You start with the low hanging fruit: run tool commands inside a kernel sandbox that switches off internet access and then re-provide access only via an HTTP proxy that implements some security policies. For example, instead of providing direct access to API keys you can give the AI a fake one that's then substituted by the proxy, it can obviously restrict access by domain and verb e.g. allow GET on everything but restrict POST to just one or two domains you know it needs for its work. You restrict file access to only the project directory, and so on.

Then you can move upwards and start to sandbox the sub-components the AI is working on using the same sort of tech.




This conversation began as a conversation about Claude, which has access to 100s of 1000s of people with no training and no interest in learning about how to prevent Claude from doing damage to society. That makes it materially different from a library because even if an intruder can subvert a library running on servers serving 100s of 1000s of users, e.g., a library for compressing files is very unlikely to be able to start having conversations with a large fraction of those users without someone noticing that something is very wrong.

Although I concede that there are some applications of AI that can be made significantly safer using the measures you describe, you have to admit that those applications are fairly rare and emphatically do not include Claude and its competitors. For example, Claude has plentiful access to computing resources because people routinely ask it to write code, most of which will go on to be run (and Claude knows that).

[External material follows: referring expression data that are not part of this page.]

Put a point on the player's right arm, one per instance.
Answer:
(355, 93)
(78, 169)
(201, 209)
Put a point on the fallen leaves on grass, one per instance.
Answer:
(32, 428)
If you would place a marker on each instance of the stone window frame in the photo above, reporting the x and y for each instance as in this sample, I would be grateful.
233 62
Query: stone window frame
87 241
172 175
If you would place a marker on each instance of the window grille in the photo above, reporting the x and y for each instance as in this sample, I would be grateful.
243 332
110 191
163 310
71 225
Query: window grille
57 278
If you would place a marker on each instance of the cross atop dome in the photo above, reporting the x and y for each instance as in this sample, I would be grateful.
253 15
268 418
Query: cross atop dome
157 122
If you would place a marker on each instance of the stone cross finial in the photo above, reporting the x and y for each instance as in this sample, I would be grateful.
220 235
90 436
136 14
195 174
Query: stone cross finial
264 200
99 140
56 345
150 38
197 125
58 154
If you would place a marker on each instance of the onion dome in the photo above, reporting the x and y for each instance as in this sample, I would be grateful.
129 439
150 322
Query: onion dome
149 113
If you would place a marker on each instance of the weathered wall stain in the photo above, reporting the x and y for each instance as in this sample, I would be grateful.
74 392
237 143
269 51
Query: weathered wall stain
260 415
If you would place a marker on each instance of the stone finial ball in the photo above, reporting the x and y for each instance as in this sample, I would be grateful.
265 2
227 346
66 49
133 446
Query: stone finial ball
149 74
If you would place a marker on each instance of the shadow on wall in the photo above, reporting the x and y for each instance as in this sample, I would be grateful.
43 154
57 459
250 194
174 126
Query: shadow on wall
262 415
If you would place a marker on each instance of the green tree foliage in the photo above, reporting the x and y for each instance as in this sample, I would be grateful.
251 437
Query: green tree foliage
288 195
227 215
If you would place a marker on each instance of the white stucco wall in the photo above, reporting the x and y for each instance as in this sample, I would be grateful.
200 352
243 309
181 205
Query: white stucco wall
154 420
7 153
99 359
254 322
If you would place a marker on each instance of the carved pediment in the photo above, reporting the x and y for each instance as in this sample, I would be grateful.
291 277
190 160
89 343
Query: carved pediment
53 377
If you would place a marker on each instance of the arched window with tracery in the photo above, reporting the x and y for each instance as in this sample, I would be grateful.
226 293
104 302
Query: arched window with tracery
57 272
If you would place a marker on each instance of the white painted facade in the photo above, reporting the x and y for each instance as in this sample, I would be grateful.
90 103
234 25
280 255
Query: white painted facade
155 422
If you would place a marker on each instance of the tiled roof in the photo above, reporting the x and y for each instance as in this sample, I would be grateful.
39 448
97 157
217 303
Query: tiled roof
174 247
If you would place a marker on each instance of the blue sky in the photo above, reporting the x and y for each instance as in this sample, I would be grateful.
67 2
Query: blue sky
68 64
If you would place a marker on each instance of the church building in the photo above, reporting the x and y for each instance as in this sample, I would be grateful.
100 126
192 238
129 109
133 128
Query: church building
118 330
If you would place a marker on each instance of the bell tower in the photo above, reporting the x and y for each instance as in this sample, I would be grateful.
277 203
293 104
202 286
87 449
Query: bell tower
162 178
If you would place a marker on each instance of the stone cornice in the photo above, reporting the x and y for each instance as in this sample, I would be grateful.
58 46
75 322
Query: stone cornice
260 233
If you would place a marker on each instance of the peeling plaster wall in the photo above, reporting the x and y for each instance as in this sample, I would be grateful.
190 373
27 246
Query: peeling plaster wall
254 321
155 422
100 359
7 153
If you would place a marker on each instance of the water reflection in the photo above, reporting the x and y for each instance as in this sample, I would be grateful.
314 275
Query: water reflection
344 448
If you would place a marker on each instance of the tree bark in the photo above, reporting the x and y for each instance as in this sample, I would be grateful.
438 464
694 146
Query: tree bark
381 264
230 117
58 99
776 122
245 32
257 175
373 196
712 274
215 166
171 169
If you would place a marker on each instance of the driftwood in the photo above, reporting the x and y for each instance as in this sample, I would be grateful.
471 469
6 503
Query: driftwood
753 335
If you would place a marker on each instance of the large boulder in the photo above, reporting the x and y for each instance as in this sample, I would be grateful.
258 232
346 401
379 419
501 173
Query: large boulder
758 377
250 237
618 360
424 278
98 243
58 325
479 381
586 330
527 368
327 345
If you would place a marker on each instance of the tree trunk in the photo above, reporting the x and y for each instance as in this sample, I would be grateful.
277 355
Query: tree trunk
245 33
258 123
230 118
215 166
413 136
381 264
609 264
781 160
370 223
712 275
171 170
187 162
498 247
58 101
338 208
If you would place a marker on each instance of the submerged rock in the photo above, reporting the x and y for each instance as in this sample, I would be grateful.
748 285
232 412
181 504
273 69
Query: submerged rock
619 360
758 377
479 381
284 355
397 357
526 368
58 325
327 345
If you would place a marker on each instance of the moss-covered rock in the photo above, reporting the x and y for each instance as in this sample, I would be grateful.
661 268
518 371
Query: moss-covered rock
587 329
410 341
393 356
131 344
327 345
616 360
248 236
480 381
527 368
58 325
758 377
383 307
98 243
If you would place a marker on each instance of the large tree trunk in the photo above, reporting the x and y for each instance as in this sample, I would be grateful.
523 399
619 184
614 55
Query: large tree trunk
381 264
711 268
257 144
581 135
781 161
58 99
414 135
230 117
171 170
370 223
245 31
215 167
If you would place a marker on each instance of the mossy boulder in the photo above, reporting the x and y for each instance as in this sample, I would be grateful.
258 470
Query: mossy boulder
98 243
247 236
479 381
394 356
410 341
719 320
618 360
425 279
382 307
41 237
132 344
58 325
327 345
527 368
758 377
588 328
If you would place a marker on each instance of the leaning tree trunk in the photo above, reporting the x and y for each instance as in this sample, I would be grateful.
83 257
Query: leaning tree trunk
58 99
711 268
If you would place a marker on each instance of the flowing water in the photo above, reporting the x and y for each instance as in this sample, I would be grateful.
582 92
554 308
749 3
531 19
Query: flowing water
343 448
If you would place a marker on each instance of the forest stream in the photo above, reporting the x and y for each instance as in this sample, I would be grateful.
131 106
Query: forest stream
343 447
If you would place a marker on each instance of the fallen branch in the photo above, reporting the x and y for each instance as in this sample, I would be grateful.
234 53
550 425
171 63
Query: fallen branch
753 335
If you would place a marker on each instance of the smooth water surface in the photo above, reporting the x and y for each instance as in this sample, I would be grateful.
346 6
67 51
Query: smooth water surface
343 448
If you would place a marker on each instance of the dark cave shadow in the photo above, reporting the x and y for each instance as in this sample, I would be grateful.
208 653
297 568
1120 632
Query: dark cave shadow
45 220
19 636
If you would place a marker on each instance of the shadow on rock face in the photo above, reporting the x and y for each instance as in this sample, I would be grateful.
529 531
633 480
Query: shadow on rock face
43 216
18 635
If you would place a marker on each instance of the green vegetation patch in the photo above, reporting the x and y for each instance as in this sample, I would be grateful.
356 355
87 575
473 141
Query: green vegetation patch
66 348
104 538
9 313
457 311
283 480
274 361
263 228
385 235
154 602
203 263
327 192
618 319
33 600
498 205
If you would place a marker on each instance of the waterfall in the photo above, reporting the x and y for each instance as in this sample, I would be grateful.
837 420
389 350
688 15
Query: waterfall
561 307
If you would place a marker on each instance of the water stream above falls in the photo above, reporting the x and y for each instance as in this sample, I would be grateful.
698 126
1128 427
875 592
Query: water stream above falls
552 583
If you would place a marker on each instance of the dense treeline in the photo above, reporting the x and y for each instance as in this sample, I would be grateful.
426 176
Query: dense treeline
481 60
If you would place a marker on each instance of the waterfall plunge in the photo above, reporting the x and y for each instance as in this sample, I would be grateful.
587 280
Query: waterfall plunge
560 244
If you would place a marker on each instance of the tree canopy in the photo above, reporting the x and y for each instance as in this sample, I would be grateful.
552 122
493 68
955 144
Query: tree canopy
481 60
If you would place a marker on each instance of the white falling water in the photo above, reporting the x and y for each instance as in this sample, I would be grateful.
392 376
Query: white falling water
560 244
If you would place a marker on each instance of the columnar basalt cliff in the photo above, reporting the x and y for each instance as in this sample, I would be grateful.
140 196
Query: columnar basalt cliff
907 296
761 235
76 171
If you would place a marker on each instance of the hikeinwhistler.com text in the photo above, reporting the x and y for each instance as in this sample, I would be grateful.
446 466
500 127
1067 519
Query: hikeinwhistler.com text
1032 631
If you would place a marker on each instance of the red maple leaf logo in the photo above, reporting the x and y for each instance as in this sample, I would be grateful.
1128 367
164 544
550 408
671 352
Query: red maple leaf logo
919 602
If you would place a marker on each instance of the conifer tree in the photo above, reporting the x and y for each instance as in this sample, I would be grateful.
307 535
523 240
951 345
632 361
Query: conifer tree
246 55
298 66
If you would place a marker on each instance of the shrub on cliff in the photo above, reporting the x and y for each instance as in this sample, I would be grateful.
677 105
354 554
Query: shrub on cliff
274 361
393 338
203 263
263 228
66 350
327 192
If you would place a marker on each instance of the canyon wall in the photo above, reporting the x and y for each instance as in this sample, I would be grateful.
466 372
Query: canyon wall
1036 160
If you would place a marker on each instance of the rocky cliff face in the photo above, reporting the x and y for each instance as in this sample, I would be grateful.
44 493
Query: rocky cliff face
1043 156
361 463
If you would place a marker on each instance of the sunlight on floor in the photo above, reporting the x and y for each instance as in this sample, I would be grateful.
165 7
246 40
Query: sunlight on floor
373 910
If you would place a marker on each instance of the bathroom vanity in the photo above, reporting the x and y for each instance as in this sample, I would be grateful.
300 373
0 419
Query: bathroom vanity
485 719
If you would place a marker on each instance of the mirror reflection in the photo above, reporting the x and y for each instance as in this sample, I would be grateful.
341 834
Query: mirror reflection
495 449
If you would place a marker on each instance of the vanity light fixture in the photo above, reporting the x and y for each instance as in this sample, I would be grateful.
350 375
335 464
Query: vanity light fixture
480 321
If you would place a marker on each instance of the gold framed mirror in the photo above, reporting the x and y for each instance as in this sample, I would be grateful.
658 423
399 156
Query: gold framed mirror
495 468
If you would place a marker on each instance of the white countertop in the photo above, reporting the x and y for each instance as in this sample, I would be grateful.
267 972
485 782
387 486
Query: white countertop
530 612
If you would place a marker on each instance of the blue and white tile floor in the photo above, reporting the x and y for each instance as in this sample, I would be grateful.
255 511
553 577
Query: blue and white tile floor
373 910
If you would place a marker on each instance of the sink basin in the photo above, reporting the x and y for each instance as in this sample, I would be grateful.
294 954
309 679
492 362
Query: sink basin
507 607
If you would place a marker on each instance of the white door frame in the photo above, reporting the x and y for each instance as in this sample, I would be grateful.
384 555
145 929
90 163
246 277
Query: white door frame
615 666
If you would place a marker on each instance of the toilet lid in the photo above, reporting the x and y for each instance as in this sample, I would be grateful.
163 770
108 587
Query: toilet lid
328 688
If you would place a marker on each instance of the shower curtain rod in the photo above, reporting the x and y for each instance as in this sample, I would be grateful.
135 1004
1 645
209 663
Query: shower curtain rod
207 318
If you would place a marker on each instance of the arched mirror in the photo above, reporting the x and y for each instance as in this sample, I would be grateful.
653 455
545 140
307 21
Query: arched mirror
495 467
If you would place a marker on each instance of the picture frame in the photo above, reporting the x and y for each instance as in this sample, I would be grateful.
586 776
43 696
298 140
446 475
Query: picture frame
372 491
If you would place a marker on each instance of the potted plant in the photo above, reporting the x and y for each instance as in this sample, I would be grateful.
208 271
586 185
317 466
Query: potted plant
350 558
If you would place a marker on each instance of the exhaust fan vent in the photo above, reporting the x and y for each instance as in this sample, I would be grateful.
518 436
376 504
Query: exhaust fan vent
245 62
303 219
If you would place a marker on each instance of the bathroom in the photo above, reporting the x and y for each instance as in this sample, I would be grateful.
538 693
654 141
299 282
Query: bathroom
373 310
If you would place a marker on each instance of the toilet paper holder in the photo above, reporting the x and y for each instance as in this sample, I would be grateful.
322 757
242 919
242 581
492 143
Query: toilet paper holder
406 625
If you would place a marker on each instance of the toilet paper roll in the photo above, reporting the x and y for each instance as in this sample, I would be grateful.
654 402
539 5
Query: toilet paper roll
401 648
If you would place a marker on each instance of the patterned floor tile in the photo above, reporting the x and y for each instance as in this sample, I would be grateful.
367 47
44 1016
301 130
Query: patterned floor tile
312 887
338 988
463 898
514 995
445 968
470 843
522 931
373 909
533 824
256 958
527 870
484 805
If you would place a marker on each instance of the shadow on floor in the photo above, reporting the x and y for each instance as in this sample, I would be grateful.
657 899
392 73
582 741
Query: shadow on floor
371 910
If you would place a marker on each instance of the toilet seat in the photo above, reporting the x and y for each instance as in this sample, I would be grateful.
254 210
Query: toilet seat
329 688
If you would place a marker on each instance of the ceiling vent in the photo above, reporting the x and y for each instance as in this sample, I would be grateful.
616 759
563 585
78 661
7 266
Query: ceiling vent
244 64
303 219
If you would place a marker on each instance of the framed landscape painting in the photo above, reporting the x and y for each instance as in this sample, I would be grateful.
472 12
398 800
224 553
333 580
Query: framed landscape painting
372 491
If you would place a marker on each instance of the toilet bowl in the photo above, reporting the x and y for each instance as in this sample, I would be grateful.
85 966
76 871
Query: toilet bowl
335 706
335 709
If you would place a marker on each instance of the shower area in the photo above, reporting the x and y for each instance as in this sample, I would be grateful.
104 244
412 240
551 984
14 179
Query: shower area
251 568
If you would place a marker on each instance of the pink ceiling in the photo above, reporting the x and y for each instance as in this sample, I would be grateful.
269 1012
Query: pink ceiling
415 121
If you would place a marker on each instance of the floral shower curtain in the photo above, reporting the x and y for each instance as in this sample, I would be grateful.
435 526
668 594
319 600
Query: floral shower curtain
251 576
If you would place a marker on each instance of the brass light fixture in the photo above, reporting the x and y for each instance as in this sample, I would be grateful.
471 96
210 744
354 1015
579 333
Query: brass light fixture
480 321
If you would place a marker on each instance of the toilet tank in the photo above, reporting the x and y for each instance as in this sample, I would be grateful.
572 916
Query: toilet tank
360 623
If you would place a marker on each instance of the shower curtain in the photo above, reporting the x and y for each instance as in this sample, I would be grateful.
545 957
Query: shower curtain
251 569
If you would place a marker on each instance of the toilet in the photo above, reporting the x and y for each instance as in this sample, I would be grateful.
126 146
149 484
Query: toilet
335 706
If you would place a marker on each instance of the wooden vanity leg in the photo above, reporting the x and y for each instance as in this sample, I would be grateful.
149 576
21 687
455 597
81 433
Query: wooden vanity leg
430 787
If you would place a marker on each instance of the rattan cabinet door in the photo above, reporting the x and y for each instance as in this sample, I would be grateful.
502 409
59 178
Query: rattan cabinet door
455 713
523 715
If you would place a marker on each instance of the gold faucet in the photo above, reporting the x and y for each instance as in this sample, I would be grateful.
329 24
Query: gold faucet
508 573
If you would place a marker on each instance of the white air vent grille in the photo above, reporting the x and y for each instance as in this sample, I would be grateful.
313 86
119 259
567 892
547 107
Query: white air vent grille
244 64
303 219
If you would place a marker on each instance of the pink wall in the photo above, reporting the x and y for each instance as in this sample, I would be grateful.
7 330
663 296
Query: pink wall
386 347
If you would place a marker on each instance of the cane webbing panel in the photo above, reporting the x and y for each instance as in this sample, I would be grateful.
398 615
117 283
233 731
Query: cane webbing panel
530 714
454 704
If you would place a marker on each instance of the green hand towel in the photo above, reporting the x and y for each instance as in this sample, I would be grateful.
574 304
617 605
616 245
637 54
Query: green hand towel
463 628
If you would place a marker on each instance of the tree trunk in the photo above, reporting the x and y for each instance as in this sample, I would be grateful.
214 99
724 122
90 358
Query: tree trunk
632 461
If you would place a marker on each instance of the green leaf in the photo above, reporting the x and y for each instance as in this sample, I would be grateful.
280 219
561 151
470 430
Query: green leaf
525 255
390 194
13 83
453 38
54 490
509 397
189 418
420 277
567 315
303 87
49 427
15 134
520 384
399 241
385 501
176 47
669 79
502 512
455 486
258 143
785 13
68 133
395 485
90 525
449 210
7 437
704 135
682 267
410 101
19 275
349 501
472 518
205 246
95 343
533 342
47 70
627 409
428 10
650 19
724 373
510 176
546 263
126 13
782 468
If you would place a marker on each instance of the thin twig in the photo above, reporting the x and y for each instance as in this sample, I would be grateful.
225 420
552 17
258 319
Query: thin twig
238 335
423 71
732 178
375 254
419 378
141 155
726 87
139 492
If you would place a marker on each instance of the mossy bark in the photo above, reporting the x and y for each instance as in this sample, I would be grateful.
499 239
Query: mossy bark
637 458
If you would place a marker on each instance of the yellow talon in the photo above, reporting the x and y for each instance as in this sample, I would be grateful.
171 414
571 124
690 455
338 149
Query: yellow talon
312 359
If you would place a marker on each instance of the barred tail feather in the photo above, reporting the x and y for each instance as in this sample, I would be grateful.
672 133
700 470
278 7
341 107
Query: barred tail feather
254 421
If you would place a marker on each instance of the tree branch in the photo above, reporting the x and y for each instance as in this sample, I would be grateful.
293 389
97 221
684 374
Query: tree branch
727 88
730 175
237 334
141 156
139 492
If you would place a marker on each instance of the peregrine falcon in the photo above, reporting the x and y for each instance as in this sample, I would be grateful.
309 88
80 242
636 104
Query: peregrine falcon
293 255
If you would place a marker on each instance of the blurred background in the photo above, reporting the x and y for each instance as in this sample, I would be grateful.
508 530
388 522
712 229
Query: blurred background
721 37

Surely you will concede that Anthropic is not about to start insisting on the use of a sandbox around any code that Claude writes for any paying customer.

When Claude and its competitors were introduced, a model would reply to a prompt, then about a second later it lost all memory of that prompt and its reply. Such an LLM of course is no great threat to society because it cannot pursue an agenda over time, but of course the labs are working hard to create models that are "more agentic". I worry about what happens when the labs succeed at this (publicly stated) goal.